Time in distributed system is complex. There is no way to guarantee that all nodes will have an exact clock across all of them.

Therefore relying on an exact shared time for correctness leads to incorrect systems.

On the other hand it has been very painful and limiting to not introduce time at all:

  • Retries are based on time. Even now task retires use absolute times (from kafka) to decide if a task has to be retired.
  • Timeouts are based on an “operation start” sort of time. This is fine if the operation is within a single process but that only works for short times and does not survive process crashing or restarting.
  • User-oriented time data, such as Events timestamps is essential.

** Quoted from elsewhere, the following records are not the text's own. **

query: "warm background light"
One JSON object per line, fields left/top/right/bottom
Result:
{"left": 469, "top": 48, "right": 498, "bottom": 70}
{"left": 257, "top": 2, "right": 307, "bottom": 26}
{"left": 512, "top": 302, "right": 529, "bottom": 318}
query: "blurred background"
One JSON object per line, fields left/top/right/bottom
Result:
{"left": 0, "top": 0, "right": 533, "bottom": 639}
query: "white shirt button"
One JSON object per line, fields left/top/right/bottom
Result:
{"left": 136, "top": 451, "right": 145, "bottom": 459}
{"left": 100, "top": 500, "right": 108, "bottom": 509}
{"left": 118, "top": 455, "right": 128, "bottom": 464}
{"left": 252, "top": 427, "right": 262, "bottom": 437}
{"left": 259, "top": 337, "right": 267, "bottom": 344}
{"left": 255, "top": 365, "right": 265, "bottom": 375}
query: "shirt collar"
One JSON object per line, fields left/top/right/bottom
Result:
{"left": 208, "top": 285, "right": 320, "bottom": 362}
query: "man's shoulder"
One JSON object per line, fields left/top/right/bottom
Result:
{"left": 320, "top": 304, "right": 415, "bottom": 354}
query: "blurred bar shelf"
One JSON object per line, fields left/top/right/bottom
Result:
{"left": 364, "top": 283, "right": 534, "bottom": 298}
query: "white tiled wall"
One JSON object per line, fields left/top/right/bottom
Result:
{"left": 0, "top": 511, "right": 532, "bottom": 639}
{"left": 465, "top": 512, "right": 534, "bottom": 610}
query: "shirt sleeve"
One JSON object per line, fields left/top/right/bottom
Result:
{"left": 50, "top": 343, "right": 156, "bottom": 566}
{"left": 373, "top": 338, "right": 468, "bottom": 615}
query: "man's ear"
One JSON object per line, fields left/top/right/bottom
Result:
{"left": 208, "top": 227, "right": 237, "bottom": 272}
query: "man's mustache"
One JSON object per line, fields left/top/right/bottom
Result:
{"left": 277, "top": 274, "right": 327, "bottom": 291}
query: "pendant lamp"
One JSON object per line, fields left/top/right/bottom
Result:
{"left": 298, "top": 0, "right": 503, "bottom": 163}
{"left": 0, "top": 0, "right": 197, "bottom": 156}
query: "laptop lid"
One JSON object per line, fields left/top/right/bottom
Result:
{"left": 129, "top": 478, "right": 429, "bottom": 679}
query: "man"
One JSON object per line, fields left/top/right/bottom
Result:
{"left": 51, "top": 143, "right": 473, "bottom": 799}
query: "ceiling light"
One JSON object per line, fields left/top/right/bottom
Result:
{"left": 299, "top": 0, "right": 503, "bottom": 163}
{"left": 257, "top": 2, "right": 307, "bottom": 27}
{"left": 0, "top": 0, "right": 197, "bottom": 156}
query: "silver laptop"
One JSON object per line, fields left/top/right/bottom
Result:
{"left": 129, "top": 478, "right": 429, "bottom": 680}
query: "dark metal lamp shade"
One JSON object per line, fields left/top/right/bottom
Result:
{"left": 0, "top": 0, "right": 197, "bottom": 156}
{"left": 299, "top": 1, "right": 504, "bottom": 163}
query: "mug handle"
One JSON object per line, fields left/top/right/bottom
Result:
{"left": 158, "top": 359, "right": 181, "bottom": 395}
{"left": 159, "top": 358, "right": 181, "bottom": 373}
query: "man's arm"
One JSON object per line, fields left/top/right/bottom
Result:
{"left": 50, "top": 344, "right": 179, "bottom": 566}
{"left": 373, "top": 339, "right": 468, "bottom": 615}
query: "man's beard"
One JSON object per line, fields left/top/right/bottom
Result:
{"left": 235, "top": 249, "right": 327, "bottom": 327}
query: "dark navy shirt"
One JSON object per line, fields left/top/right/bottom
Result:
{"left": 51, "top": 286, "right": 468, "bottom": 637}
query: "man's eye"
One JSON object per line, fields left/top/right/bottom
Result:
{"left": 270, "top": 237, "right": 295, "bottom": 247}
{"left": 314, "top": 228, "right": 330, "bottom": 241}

It is clear at this point that some concept of time is needed but a global clock is not an option. Each Replicante Core process uses the UTC time reported by the server it is running on assuming that time on all other servers in the custer is “accurate enough”. This assumption extends to the server(s) running dependencies.

What “accurate enough” means exactly depends on the operation being performed but sub-second precision should NEVER be required for the system to function correctly. On the other hand there is no guarantee the system works correctly in case the clock skew exceeds several minutes.

Final notes:

  • All generated times are in UTC and all received times expected to be in UTC as well. Replicante Core serialises time values in RFC 3339 by default.
  • All APIs MUST expose times in this same well known format.
  • User interfaces (WebUI and replictl) can convert times as needed before showing.
  • Precision needs vary by task but should never be sub-second. Features that rely on higher time precision should document this clearly. NOTE: in setups where time is precise enough for most tasks but not for high precision tasks the system may appear to work overall while some features are unreliable or broken.
  • The expectation is that most Replicante Core clusters will be centrally managed by a single group/team therefore making reliance on time a more realistic option than the open internet.
For practical purposes all the above just means means that an NTP agent should be running on all Replicante Core servers, including dependencies and ideally monitored datastores.